Des illustrations pour des livres complètent parfois les revenus — Alicja Halicka illustra Les Enfants du ghetto de Zangwill et Enfantines de Valéry Larbaud — de même des caricatures ou dessins humoristiques, des décors de théâtre et des costumes pour les ballets. Ainsi Marie Vassilieff créa-t-elle des décors pour les ballets suédois de Rudolf de Maré, suivant en cela Nils von Dardel. Alexandre Zinoviev réalisa des décors pour le Casino de Paris et les Folies Bergère dans les années 1920, puis peignit les décors du dancing Berlitz. Léopold Survage travailla pour les Ballets russes de Diaghilev.

 

Crime passionnel. Décor pour les ballets suédois. Nils von Dardel, 1921, Musée de Malmö.

 

L'École de Paris : une école juive ?

« Nous étions toute une génération, des enfants du heder jusqu'aux étudiants talmudistes, épuisée par tant d'années à la seule analyse des textes. Nous emparant de crayons et de pinceaux, nous avons commencé à disséquer la Nature, mais aussi à nous disséquer (…) Tout cela s'ébaucha dans quelques petites villes de Russie blanche et d'Urkaine pour se prolonger à Paris…» écrit El Lissitzky dans la revue "Rimmon/Milgroïm", n°3, à Berlin en 1923.
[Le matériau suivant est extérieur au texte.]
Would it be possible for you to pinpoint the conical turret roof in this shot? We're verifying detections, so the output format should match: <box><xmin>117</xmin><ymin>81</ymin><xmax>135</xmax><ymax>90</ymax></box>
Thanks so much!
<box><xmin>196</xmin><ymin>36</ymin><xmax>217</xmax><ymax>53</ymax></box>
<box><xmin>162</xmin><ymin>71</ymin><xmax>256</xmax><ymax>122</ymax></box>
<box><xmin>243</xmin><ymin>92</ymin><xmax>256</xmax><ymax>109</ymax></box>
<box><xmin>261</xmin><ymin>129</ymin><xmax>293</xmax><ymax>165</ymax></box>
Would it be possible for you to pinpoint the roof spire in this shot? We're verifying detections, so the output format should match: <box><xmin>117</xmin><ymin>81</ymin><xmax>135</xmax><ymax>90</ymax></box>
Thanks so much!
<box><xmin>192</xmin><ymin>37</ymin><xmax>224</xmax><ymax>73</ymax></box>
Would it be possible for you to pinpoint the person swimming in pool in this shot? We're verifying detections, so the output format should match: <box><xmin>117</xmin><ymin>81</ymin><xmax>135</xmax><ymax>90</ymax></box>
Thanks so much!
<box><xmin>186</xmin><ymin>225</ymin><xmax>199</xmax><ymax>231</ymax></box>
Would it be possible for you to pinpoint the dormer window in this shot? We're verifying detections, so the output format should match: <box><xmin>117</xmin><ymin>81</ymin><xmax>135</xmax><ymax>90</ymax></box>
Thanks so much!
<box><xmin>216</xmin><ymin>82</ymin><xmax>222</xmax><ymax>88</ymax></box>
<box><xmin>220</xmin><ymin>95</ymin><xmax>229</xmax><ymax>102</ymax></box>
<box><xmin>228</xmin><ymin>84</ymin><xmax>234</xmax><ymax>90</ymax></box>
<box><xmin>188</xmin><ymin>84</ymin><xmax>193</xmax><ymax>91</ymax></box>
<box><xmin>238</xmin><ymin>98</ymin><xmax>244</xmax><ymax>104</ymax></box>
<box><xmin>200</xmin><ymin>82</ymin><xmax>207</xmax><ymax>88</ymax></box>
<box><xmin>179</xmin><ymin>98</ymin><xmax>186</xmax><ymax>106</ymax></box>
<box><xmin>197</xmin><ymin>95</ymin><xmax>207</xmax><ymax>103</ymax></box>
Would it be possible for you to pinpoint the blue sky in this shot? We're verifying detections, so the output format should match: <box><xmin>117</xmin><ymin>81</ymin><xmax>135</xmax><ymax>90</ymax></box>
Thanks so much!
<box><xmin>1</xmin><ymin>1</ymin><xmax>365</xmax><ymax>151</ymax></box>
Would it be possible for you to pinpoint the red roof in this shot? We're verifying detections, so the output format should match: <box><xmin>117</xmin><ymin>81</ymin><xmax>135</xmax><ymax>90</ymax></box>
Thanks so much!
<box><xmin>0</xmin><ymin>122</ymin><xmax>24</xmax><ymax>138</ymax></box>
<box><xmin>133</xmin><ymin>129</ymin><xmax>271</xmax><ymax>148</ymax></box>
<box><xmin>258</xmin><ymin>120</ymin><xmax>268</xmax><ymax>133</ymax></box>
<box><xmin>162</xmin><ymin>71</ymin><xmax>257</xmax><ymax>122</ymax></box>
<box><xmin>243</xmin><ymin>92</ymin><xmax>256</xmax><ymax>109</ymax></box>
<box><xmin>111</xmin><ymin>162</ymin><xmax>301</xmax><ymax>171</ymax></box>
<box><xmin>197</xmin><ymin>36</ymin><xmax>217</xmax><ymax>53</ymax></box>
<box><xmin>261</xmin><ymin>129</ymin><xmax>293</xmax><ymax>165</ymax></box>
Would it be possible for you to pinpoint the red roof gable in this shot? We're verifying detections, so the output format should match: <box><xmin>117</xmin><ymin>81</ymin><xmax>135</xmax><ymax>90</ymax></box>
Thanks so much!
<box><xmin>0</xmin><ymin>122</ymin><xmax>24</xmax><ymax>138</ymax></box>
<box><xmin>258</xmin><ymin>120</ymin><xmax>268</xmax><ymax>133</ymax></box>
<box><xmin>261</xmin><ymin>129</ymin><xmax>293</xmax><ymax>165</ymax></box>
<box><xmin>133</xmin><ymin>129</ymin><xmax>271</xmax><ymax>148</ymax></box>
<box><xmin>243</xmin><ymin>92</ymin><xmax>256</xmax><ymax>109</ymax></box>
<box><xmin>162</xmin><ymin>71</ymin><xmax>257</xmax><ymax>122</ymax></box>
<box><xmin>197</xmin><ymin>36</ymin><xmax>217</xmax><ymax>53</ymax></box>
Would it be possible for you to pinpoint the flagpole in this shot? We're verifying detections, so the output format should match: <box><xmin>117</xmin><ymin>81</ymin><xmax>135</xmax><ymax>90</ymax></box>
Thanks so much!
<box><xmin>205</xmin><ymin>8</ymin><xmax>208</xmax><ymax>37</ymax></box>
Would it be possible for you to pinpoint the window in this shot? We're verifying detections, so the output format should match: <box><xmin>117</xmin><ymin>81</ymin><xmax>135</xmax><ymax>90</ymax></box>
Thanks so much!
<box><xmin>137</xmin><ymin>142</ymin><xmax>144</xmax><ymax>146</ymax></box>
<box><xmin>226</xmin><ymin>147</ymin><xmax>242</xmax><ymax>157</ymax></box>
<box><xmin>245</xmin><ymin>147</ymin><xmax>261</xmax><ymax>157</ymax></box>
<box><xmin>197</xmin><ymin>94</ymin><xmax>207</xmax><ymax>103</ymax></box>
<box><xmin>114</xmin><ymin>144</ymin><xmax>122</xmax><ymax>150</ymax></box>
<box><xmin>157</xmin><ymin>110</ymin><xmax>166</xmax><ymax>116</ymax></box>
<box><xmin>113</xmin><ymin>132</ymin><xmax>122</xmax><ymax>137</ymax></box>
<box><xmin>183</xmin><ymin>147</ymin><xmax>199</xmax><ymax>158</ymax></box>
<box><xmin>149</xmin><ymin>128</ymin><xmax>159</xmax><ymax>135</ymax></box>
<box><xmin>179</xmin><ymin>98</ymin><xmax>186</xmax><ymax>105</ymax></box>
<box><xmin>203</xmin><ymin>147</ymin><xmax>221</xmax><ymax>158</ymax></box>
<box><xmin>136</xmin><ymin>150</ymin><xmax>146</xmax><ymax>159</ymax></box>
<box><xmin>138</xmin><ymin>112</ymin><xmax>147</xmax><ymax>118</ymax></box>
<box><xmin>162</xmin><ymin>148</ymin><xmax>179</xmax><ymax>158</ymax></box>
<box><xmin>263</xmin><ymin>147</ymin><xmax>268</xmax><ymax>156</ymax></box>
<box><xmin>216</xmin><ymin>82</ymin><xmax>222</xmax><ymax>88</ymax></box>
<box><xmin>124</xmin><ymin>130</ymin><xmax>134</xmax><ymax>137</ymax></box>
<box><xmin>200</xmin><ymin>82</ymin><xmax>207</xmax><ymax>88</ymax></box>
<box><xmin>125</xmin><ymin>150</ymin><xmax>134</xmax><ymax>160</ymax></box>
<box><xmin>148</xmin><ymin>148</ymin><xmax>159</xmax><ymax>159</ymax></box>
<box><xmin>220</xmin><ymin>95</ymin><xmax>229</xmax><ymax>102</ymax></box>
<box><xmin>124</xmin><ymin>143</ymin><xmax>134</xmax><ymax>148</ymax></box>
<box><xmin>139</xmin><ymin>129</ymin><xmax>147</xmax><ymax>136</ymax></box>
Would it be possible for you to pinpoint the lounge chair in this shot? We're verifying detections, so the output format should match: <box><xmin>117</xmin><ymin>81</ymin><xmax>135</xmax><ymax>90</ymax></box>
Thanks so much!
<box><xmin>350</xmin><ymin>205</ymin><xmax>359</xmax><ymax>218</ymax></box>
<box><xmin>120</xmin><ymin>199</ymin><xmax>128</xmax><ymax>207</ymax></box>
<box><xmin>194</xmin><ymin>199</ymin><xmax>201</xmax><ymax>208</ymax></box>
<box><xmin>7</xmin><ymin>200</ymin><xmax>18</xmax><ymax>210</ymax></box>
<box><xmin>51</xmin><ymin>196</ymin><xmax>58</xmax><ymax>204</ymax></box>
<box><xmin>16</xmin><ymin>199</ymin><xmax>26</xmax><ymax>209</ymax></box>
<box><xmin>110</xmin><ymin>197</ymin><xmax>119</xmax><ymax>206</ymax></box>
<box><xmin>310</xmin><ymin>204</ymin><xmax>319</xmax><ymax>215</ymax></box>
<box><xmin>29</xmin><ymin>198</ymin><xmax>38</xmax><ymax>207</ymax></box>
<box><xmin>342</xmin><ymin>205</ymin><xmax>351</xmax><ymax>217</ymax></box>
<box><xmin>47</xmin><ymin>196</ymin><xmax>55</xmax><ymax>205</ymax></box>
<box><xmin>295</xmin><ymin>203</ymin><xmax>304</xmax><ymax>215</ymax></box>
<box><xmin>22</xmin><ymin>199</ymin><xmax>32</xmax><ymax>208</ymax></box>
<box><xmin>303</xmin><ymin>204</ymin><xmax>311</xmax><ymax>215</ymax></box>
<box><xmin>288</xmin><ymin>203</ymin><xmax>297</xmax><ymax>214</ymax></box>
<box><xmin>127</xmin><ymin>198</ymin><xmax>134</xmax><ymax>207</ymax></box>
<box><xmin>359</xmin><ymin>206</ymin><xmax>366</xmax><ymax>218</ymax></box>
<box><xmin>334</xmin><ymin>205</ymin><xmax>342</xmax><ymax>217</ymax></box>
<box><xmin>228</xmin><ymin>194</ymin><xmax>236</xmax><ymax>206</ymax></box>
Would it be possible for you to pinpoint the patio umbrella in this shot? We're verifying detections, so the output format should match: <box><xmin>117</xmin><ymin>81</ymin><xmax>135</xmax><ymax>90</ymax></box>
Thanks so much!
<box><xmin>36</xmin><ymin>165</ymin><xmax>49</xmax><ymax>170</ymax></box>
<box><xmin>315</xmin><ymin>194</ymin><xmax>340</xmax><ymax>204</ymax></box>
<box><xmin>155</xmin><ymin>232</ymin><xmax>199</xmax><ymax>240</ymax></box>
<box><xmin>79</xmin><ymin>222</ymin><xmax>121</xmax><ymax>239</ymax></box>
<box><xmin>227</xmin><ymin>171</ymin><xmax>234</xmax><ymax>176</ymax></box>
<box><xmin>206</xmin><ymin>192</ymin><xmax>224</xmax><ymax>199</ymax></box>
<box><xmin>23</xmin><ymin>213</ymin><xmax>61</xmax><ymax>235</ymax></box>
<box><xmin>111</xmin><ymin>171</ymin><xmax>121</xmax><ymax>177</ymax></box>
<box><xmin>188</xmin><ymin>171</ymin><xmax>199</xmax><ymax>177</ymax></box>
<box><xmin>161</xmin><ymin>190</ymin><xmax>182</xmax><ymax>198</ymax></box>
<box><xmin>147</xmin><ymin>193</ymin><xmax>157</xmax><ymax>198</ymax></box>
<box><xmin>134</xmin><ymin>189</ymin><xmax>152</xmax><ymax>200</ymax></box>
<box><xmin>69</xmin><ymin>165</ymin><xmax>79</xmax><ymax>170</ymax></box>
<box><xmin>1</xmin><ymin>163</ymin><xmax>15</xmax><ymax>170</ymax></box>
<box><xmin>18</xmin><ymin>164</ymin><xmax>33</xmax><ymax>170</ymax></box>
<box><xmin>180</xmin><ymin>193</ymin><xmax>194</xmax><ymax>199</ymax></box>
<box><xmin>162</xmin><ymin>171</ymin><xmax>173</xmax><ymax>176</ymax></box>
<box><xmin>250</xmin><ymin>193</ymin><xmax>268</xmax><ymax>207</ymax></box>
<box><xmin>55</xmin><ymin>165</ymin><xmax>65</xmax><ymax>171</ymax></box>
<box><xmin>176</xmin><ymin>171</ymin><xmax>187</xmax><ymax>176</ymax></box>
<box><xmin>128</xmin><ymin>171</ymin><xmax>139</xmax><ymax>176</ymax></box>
Un mariage juif, par Emmanuel Mané-Katz

 

De l'Empire russe ou de l'Empire autrichien, ils fuyaient l'antisémitisme. Ils fuyaient les pogroms qui avaient suivi la Révolution russe de 1905. Ils fuyaient aussi le régime dictatorial de la Russie communiste. Quelques-uns seulement devinrent célèbres : Chagall, Soutine… La plupart n'eurent pas cette chance... Nadine Nieszawer a publié une étude exhaustive spécialement consacrée aux Artistes juifs de l'École de Paris, publiée chez Somogy en 2015.

La tradition juive n'apparaît cependant que rarement dans les œuvres des artistes de l'École de Paris. Et d'ailleurs l'aniconisme était prôné par la religion juive. 

 

Une intégration réussie 

Parmi ces artistes immigrés, beaucoup se plaisent assez en France pour demander leur naturalisation. Jacob Balgley devient citoyen français en 1924.

 

Le jeune violoniste de Jacob Balgley - 1928

 

L'étranger Frantisek Zdenek Eberl cède la place au citoyen François Maurice Eberl en 1920. D'autres changent de nom. Le moscovite Léopold Sturzwage devient Léopold Survage. Sara Stern se nomme désormais Sonia Delaunay par son mariage en 1908. Ludwik Kazimierz Wladislaw Markus se métamorphose en Louis Marcoussis : c'est Apollinaire qui lui a suggéré de prendre comme patronyme le nom de cette commune des environs de Paris. Foujita reçoit la Légion d'Honneur en 1925, Elie Anatol Pavil en 1931, vingt ans après sa naturalisation.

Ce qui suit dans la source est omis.